Thereafter, the sparrow flew around some more until it came upon a fox and alighted on a branch overhead.

“You – fox,” he called.  The fox looked up.  “Can you believe I was mistaken for you not long ago?”

The fox wrinkled her nose.  “No, I don’t believe that I can.  You’re a bird, of which a fox–”

“Is clearly not a type.  Precisely.”

The fox tilted her head.  “Say, sparrow, now that we are speaking, would you mind coming down closer so that we may chat more amicably?”

“Of course not,” huffed the sparrow.

“Whyever not?” asked the fox, licking her chops.

“Because you mean to eat me up.  I am grumpy, not stupid.  The frog – now, the frog was stupid.  Though I do believe I murdered him.”

“That sounds awful.”

“Only in that he was not made of sugar.”  The sparrow squawked and fluttered off, fed up with another tiresome day.


 

Bene scribete.

10-Minute Story: Dincton Flatt and the Cherry Grove Fiasco

Time for some more spontaneous nonsense, I suppose.

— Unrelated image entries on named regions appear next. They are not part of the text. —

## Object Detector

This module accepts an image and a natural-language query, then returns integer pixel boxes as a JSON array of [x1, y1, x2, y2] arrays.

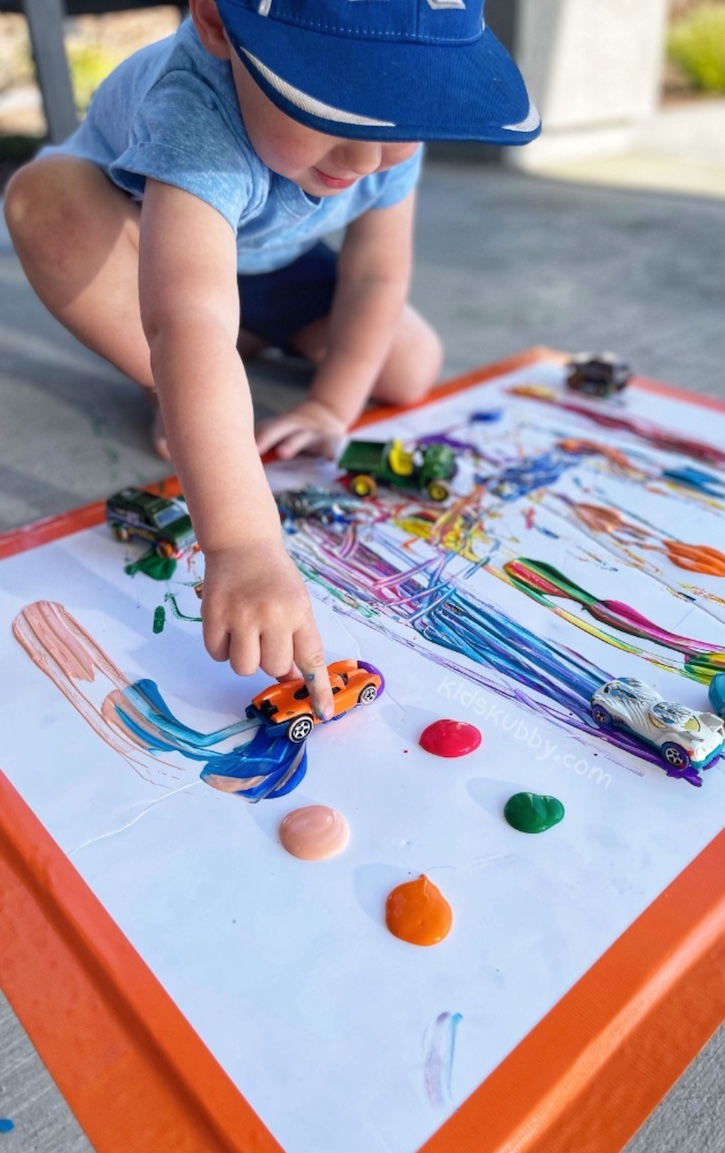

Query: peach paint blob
[[420, 719, 481, 756], [385, 874, 453, 944], [279, 805, 350, 861]]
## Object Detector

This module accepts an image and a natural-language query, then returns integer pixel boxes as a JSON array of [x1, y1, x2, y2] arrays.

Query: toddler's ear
[[189, 0, 232, 60]]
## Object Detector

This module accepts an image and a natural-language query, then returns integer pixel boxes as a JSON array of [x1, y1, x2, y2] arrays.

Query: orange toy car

(Though I may not be feeling quite punchy enough today.)


 

House of No

 

Dincton Flatt sat cross-legged on the floor of one of his empty properties, shuffling through a deck of cards and frowning.

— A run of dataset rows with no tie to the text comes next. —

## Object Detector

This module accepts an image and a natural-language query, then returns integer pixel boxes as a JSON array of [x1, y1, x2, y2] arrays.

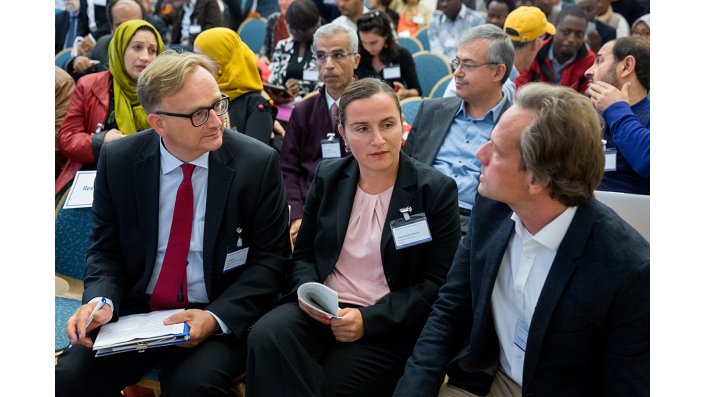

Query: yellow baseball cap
[[504, 6, 556, 43]]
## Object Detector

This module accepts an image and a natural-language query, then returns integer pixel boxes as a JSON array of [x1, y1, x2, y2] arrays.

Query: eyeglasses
[[314, 52, 355, 63], [154, 94, 230, 127], [450, 58, 499, 73]]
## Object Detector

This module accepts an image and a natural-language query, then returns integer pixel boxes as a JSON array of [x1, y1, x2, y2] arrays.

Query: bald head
[[110, 0, 144, 32]]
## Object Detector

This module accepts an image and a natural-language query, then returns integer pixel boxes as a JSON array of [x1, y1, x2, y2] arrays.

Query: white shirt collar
[[512, 207, 578, 251], [159, 138, 210, 175]]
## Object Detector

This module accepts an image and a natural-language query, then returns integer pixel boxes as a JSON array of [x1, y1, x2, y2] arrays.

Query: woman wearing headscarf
[[54, 20, 164, 195], [194, 28, 282, 149]]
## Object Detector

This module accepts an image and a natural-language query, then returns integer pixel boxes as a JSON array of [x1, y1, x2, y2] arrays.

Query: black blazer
[[83, 129, 291, 337], [287, 153, 460, 344], [394, 195, 650, 397]]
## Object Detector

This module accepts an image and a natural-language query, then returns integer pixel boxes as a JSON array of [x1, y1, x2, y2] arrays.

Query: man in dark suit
[[394, 83, 650, 397], [56, 51, 290, 396], [281, 24, 360, 240], [404, 24, 514, 235]]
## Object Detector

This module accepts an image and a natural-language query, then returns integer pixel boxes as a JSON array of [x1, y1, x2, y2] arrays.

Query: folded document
[[93, 309, 189, 357]]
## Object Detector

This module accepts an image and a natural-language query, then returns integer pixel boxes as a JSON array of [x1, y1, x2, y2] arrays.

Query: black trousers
[[55, 335, 247, 397], [246, 302, 415, 397]]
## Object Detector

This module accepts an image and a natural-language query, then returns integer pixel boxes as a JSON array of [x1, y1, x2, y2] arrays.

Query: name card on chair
[[64, 171, 96, 209]]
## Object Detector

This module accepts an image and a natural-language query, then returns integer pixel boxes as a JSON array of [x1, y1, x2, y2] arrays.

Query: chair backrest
[[237, 18, 267, 54], [595, 190, 651, 240], [54, 48, 71, 68], [414, 28, 431, 51], [414, 51, 452, 96], [428, 74, 453, 98], [398, 37, 423, 55], [54, 192, 93, 280], [399, 96, 422, 124]]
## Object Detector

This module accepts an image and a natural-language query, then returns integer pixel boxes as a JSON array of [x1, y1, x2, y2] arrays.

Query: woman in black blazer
[[246, 79, 460, 397]]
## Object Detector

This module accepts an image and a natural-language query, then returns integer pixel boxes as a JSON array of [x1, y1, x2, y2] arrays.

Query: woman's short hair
[[284, 0, 321, 30], [314, 22, 359, 54], [338, 77, 401, 130], [357, 10, 400, 65], [137, 50, 218, 114], [459, 23, 514, 84], [515, 83, 605, 206]]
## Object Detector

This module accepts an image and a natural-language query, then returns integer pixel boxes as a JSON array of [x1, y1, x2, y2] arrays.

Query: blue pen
[[67, 297, 107, 349]]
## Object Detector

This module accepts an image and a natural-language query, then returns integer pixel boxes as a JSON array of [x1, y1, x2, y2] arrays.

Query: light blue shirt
[[145, 143, 230, 333], [432, 95, 506, 210]]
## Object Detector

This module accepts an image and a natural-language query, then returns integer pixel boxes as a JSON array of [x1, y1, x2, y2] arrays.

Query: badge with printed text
[[321, 133, 340, 159], [389, 207, 432, 250], [605, 148, 617, 171], [223, 227, 250, 273]]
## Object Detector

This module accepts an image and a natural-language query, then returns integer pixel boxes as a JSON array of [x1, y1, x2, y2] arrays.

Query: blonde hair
[[137, 50, 217, 114], [516, 83, 605, 206]]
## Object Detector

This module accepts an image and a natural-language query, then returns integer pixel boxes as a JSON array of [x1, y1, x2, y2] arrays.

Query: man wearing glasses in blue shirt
[[404, 24, 514, 235]]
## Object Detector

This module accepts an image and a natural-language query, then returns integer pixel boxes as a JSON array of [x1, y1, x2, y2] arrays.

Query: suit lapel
[[420, 97, 462, 165], [466, 212, 514, 329], [203, 142, 237, 297], [380, 153, 421, 254], [134, 131, 161, 291], [335, 161, 360, 248], [522, 199, 594, 390]]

The sound of padding on the carpet and the soft voice of his robot coyote broke his trance.  “What’s wrong, sir?”

Flatt turned at the prompt and raised an eyebrow.  “I’m missing some cards, Featherby.”

The coyote tilted his head.  “Are you trying to say that you’re not playing with a full deck, sir?”

Flatt narrowed his eyes.

“Which cards are you missing?”

“The diamonds, of course.  It’s always the diamonds…”  He shoved the rest of the deck between Featherby’s jaws.  “Go fetch a new deck, will you?”

“I’ll see what I can find, sir,” was the coyote’s muffled response as he trotted away.

A buzzing rumble shook Flatt’s trousers, and he reached in to fetch his mobile.  “Flatt’s Flats – this is Mr. Flatt.”

A husky voice answered on the other end of the line.  “It’s Watley.”  Abberson Watley, one of his top agents.

“What is it, Watley?  News on the Clumpsworth listing?”

“No, Flatt, I’m afraid not.  There’s been a murder.”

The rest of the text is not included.